G4dn instances support NVIDIA GRID Virtual Workstation. For more information, see
NVIDIA Marketplace offerings
G3 instances
These instances use NVIDIA Tesla M60 GPUs and provide a cost-effective, high-performance platform for graphics applications using DirectX or OpenGL. G3 instances also provide NVIDIA GRID Virtual Workstation features, such as support for four monitors with resolutions up to 4096x2160, and NVIDIA GRID Virtual Applications.
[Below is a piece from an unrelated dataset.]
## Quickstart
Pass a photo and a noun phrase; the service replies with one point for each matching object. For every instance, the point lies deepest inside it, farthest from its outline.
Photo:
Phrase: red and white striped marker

G3 instances are well-suited for applications such as 3D visualizations, graphics-intensive remote workstations, 3D rendering, video encoding, virtual reality, and other server-side graphics workloads requiring massively parallel processing power.
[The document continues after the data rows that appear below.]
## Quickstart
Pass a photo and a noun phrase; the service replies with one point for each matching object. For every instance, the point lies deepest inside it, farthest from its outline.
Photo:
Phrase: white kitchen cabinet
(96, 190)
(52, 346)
G3 instances support NVIDIA GRID Virtual Workstation and NVIDIA GRID Virtual Applications. To activate either of these features, see Activate NVIDIA GRID Virtual Applications.
G2 instances
These instances use NVIDIA GRID K520 GPUs and provide a cost-effective, high-performance platform for graphics applications using DirectX or OpenGL. NVIDIA GRID GPUs also support NVIDIA’s fast capture and encode API operations. Example applications include video creation services, 3D visualizations, streaming graphics-intensive applications, and other server-side graphics workloads.
P5 instances
P5 instances provide 8 NVIDIA H100 GPUs with 640 GB of high-bandwidth GPU memory. They feature 3rd generation AMD EPYC processors and provide 2 TB of system memory, 30 TB of local NVMe instance storage, 3,200 Gps aggregated network bandwidth, and GPUDirect RDMA support. P5 instances also support Amazon EC2 UltraCluster technology, which provides lower latency and improved network performance using EFA. For machine learning and HPC workloads, P5 instances provide up to 6 times higher performance than previous generation GPU instances.
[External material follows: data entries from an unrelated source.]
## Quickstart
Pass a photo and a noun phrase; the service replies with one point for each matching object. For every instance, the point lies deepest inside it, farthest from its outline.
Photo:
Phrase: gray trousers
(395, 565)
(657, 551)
P5 instances can accelerate a broad range of GPU-enabled workloads, and are well-suited to large-scale distributed machine learning and high-performance computing applications.
P4d instances
These instances use NVIDIA A100 GPUs and provide a high-performance platform for machine learning and HPC workloads. P4d instances offer 400 Gbps of aggregate network bandwidth throughput and support, Elastic Fabric Adapter (EFA). They are the first EC2 instances to provide multiple network cards.
P4d instances support NVIDIA NVSwitch GPU interconnect and NVIDIA GPUDirect RDMA.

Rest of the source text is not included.